Probably safe for bacon, but wrong, and not a good idea to do.

Follow ALL curing recipes exactly, unless you really do know for certain that you DO know better.

Detail:

In "Charcuterie" MR refers to 'Cure No 1' as "pink salt". Cure No 1 is NitrIte, diluted with salt - so that there's 6.25% of NitrIte. The recipes call for adding more {normal} salt to the "pink salt" to make up the cure - ie to dilute it further.

Morton Tender Quick is a pre-mixed complete cure with 0.5% NitrIte and 0.5% NitrAte and does not need mixing with additional salt or sugar before curing.

Hence using the Morton complete cure in place of the "pink salt" would result in your process using slightly more sugar and less salt than the recipe, much less (like 1/13 th) NitrIte, and adding a little NitrAte (which will be a small part-compensation for the lack of NitrIte).

Discussion:

NitrAte and NitrIte firm up bacon, turn it pink, and make it taste like 'bacon' rather than salt pork.
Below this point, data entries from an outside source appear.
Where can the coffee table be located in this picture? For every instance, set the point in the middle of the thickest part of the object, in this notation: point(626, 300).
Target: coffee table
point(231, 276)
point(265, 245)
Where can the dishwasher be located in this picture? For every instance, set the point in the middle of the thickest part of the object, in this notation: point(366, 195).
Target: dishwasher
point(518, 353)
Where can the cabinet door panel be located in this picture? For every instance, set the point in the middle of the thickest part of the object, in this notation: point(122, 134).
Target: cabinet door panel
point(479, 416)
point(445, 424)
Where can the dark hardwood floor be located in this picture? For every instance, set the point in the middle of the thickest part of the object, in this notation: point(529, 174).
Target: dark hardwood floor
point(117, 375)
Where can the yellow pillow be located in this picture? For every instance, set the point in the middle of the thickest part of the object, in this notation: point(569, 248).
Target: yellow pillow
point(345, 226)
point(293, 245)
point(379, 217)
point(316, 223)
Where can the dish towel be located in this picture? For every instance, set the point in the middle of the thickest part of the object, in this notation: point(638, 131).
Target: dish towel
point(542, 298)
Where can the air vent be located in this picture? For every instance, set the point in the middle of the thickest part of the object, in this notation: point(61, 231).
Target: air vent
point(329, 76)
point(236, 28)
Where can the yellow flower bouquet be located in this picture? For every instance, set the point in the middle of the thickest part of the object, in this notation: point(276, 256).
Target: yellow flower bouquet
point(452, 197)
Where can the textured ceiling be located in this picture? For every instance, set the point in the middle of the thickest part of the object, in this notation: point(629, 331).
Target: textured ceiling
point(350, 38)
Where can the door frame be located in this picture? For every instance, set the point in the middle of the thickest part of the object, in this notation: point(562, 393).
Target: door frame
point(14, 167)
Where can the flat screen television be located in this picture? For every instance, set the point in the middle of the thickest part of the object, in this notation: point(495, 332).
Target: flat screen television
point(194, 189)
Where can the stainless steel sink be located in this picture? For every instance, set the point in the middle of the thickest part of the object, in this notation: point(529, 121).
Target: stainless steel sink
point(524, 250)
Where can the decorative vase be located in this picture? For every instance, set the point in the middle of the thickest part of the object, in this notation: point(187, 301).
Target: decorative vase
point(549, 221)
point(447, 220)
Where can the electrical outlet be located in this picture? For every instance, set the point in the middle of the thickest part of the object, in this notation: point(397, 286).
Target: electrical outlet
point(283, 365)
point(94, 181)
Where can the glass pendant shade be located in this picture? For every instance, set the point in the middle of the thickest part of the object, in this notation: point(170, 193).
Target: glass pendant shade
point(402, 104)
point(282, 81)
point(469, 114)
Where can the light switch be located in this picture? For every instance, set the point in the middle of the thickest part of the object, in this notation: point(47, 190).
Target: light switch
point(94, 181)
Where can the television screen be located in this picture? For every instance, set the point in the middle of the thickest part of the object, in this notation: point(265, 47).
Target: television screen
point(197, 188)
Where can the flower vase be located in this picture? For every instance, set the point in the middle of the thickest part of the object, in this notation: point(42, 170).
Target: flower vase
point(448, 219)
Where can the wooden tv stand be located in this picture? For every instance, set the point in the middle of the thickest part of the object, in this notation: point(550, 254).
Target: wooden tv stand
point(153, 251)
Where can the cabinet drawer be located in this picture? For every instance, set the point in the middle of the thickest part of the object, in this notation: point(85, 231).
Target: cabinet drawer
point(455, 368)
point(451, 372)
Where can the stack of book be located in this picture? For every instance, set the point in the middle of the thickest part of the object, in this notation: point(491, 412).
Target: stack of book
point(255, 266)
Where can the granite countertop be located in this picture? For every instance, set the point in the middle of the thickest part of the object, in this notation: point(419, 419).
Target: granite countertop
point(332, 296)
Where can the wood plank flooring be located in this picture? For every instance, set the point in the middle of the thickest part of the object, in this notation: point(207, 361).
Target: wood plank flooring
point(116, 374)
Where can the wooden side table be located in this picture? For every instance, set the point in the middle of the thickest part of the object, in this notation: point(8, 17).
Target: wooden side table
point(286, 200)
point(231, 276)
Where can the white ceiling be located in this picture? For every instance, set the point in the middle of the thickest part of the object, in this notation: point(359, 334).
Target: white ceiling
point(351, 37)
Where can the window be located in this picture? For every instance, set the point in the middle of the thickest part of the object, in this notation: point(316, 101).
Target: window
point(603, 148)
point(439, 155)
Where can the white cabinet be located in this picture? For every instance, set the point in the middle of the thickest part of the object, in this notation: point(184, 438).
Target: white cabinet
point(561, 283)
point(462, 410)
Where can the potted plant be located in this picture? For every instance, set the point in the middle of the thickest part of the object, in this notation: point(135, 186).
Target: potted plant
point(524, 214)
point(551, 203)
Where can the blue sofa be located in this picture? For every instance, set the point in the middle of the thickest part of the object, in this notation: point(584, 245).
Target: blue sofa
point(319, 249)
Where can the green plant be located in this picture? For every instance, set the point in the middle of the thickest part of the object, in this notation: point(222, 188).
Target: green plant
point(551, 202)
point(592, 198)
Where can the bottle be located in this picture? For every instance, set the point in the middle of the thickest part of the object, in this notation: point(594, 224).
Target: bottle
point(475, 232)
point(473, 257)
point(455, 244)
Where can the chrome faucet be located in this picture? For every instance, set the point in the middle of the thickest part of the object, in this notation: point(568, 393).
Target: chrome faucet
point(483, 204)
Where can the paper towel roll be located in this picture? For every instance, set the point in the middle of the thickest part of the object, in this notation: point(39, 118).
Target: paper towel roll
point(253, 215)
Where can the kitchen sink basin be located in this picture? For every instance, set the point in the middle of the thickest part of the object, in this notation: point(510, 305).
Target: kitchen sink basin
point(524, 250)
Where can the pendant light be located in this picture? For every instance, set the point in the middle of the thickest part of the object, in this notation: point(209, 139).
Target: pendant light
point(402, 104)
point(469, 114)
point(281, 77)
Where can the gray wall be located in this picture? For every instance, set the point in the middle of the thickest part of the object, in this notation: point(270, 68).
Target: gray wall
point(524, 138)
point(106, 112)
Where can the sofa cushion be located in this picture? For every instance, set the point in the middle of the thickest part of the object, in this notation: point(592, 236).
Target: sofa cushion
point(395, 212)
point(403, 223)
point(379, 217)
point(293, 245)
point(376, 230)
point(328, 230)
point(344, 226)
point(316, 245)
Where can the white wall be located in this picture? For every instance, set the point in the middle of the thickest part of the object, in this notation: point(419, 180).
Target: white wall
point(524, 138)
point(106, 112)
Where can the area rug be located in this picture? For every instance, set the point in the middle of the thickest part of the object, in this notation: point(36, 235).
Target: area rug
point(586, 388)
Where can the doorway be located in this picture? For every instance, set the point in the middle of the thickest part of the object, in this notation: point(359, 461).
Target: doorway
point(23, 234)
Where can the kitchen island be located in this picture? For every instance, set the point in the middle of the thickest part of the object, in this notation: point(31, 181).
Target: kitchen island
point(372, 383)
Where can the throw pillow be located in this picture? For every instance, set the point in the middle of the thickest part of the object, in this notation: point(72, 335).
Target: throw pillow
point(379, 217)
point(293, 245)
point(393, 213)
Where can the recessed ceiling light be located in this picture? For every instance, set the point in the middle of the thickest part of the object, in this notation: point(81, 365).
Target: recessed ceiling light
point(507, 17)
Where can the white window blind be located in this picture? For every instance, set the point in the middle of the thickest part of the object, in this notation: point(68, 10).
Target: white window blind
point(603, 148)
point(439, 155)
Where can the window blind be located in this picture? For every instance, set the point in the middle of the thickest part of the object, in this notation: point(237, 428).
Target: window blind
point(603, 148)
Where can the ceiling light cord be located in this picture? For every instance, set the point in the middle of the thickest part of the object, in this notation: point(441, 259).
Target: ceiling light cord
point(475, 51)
They also are powerful anti-botulism agents.

Botulism isn't generally a problem with bacon - BUT - hot smoking bacon, as is the practice in North America, *could* potentially bring problems. (British bacon is either unsmoked, or cold smoked.) Hot smoking can activate C Botulinum spores and might not be hot enough to destroy the toxin.

However, proper cooking to above 70C (160F) before eating should destroy any of the dangerous botulinum toxin that might be present. And bacon is generally pretty thoroughly cooked...

There is a side-issue that the FDA doesn't like the use of NitrAte for bacon - although it is routinely used for bacon in Europe - the FDA want NitrIte, not NirAte for bacon and Tender Quick has both. (BTW the FDA wants some Ascorbate/Vitamin C in there too, which MR doesn't mention in "Charcuterie", and the rest of the world seems to think the FDA might be being over-cautious about a traditionally safe food.)

Cure No 1 (MR's "pink salt") contains only salt and NitrIte, both of which are in Quick Cure - it would be equally true to say that Quick Cure could be dangerous if used improperly. And substituting it for the same quantity of "pink salt" is certainly an 'improper' usage.

The addition of pink colouring is a safety precaution to demonstrate plainly that the product isn't ordinary salt, and No 1 only contains 6.25% NitrIte to limit the amount of NitrIte that you could possibly consume if you totally misunderstood things and made the more dangerous reverse substitution, *wrongly* substituting Cure No 1 when a recipe called for a ready-mixed cure, like Tender Quick... giving 13x too much nitrite - don't try it, please. :blink:

Follow authoritative curing recipes. Closely. :biggrin: Please!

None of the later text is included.